The bureau was alerted to the scam by UK haulage company Trans Orbis Forwarding, after it discovered the fraudsters had used the company name to advertise loads on international freight exchange website Timocom, reportedly conning at least ten hauliers out of an estimated €150,000.

Trans Orbis Forwarding owner Dave Shaw is warning UK hauliers to check the details of companies advertising loads  before accepting the work and to check that their companies are not being cloned as his was on the site.

Timocom said it had been unaware of the matter until contacted by and was now carrying out a full investigation.

"We have an extensive security verification of each company, no exception, before giving access to our smart logistics system," a spokeswoman said. "This is a restricted, 'closed' software one cannot access without Timocom having granted the access. It’s not an open platform or a website.

"When a company has been verified and approved, the company information is entered into the system by our employees and it is not possible for the customer to change any company information such as company name/email/telephone number/users etc. themselves. Any change in company information has to be verified and confirmed by our employees without exception. Technically, it is also not possible for the customer to change any company information themselves, even if they tried to." 

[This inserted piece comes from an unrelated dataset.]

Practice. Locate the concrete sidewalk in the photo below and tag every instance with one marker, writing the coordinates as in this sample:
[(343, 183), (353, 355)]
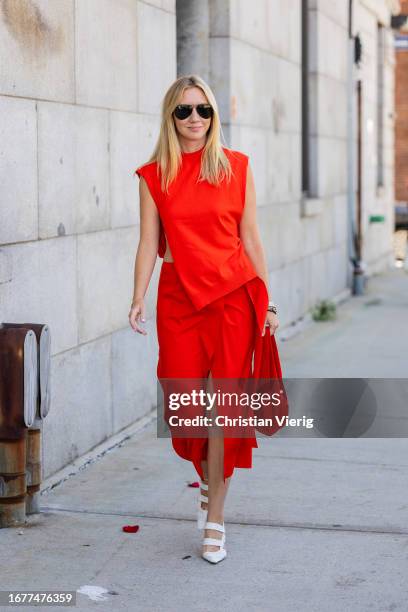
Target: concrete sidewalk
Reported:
[(316, 525)]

Shaw said he was alerted to the scam after a factoring agent contacted him demanding payment for loads which the agent claimed had been arranged by his company via Timocom’s website.

When Shaw checked out the website he saw that his company’s name had been registered on Timocom’s platform but with an incorrect address, incorrect email and no telephone number.

Shaw said that since April he has been receiving invoices from a variety of hauliers for loads taken from Europe to the UK which he ignored, believing them to be a money laundering scam.

He added: “Then in July week we received a threatening letter from BNP Paribas’ factoring division claiming we owed almost €19,000 for a total of six jobs its client claims to have done on our behalf.

“After some digging it turns out that someone has managed to get our details and post genuine jobs on Timocom and these hauliers have been doing this work oblivious to the fact they are being scammed. The loads they have done are all to genuine, reputable companies in the UK.

“The scam has affected hauliers from Poland, Germany, Lithuania, Bulgaria, the Netherlands and Latvia and to my knowledge runs to at least €150,000.”

Companies affected by the scam that have so far contacted Shaw include TBX Logistics of Warsaw, Czech haulier CSAD Logistics, Dutch operator NDQ BVBA, A&E Spedition in Germany and Latvian haulier Transtira Logistics.

Shaw remains puzzled as to why his company was targeted and questioned how many other companies have had their identities cloned in this way. “Although we have an international operator’s licence, we haven't operated abroad for at least 15 years and now only do container work for two customers out of Felixstowe delivering to the UK only,” he said.

Shaw added: “We have reported this to Action Fraud here in the UK and have so far just gone back to these hauliers with the bad news that they have been conned.”

Action Fraud told it had received Shaw’s complaint and has referred it to the City of London Police’s National Fraud Intelligence Bureau for investigation.